Acronym: Organization to Assess Strategies in Ischemic Syndromes

Purpose: To evaluate the efficacy of fondaparinux (Arixtra) versus enoxaparin (Lovenox) for anticoagulation during unstable angina and non-ST elevation myocardial infarction, specifically to assess bleeding risk comparison.

Format: Double blind, multicenter, randomized control trial

Treatment Group: Fondaparinux 2.5 mg SQ daily

Control Group: Enoxaparin 1 mg/kg twice daily

Number of Patients: 20,078

Inclusion Criteria:

  • Within 24 hours of symptom onset
  • At least 2 of the 3 following criteria:
    • > 60 years old
    • Elevated troponin I or creatine kinise MB
    • ECG changes consistent with ischemia

Exclusion Criteria:

  • Contraindication to the study drugs
  • Recent intracranial hemorrhage
  • Other indication for anticoagulation (i.e. pulmonary embolus or mechanical heart valve)
  • Serum creatinine > 3 mg/dL

Follow-up: Between 90 and 180 days

Primary Endpoint: Composite endpoint of all-cause mortality, myocardial infarction or refractory ischemia

Secondary Endpoint: There were evaluated at 30 days and upon study completion

  • All cause mortality or myocardial infarction
  • All cause mortality, myocardial infarction and refractory ischemia
  • All cause mortality alone
  • Myocardial infarction alone
  • Refractory ischemia alone


Patients with unstable angina and non-ST elevation myocardial infarction were randomized to either fondaparinux versus enoxaparin. Fondaparinux had a significant reduction in major bleeding (50%), similar risk of ischemic events and a reduced mortality compared to enoxaparin.

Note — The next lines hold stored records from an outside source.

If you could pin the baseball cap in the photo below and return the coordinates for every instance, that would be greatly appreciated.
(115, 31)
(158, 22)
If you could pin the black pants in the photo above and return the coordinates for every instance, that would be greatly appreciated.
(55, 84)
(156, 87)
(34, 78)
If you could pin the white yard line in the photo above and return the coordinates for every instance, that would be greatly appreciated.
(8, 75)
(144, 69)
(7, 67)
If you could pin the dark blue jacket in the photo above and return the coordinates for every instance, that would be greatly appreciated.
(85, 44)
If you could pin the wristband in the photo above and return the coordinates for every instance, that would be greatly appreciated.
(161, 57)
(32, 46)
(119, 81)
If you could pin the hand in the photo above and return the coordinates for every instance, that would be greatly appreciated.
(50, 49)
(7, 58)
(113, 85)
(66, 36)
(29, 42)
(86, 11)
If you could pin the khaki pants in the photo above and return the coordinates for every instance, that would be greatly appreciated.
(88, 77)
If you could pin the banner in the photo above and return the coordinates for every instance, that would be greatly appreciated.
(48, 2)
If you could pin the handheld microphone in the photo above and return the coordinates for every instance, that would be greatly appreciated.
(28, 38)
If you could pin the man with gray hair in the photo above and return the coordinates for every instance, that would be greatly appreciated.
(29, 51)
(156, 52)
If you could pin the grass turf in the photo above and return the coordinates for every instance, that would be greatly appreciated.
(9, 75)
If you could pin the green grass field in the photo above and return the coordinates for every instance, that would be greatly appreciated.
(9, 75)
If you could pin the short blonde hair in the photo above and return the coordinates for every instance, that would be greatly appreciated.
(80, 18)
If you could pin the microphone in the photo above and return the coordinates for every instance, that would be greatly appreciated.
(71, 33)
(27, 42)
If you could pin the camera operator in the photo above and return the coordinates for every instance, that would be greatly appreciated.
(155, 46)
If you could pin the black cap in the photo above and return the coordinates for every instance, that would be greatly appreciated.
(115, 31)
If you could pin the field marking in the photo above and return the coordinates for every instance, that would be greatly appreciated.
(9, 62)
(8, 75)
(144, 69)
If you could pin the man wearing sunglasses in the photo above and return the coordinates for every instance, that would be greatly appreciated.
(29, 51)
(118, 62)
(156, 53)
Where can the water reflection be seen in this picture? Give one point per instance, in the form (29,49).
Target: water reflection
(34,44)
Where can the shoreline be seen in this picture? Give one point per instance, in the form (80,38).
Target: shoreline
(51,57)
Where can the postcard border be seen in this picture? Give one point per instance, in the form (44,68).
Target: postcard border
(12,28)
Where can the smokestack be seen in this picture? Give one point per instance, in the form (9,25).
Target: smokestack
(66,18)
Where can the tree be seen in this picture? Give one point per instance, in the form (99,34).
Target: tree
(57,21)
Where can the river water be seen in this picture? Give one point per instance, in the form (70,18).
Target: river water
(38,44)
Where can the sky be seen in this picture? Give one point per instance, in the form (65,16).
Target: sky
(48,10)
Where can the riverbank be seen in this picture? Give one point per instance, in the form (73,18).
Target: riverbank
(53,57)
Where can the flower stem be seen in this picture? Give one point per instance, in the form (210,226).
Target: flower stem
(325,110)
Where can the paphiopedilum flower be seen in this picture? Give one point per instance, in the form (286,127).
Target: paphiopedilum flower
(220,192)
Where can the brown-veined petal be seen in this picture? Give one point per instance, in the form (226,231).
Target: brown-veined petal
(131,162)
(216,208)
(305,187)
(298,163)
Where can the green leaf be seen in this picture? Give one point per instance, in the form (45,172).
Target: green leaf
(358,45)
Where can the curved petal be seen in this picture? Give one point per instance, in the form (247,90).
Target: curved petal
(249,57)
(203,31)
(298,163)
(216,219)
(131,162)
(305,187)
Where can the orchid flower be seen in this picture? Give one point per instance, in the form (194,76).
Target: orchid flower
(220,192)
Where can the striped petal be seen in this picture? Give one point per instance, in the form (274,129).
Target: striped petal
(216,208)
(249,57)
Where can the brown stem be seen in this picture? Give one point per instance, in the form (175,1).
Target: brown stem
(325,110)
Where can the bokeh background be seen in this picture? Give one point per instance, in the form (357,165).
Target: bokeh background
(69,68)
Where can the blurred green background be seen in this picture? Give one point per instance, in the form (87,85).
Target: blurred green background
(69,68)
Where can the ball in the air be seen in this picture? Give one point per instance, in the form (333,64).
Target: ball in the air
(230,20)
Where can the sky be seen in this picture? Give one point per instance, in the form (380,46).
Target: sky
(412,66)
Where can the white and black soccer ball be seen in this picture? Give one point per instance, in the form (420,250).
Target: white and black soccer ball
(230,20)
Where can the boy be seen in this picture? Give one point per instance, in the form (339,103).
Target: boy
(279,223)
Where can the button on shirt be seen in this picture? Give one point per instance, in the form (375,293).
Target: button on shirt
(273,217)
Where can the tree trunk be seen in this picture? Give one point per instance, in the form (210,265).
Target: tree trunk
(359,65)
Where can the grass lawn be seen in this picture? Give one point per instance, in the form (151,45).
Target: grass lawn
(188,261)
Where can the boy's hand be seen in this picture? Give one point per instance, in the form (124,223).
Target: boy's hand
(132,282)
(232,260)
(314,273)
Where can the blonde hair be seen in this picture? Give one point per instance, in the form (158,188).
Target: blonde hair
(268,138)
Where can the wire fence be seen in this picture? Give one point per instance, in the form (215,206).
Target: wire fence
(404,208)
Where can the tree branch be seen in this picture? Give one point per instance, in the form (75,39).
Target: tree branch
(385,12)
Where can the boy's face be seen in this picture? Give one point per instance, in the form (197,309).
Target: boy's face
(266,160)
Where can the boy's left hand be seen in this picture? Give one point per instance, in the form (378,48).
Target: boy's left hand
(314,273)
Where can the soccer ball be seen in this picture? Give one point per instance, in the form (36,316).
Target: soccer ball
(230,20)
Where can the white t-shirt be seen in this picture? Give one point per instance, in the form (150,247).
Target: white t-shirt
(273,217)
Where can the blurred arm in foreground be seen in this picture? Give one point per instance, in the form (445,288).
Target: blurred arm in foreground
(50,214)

For the subgroup of patients undergoing PCI, there was also reduced major bleeding, however there was an increase in catheter thrombosis. This can be reduced by using unfractionated heparin during PCI.

Original Publication:

Mehta SR, et al. J Am Coll Cardiol. 2007;doi:10.1016/j.jacc.2007.07.042.

Yusuf S, et al. N Engl J Med, 2006;doi:10.1056/NEJMoa055443.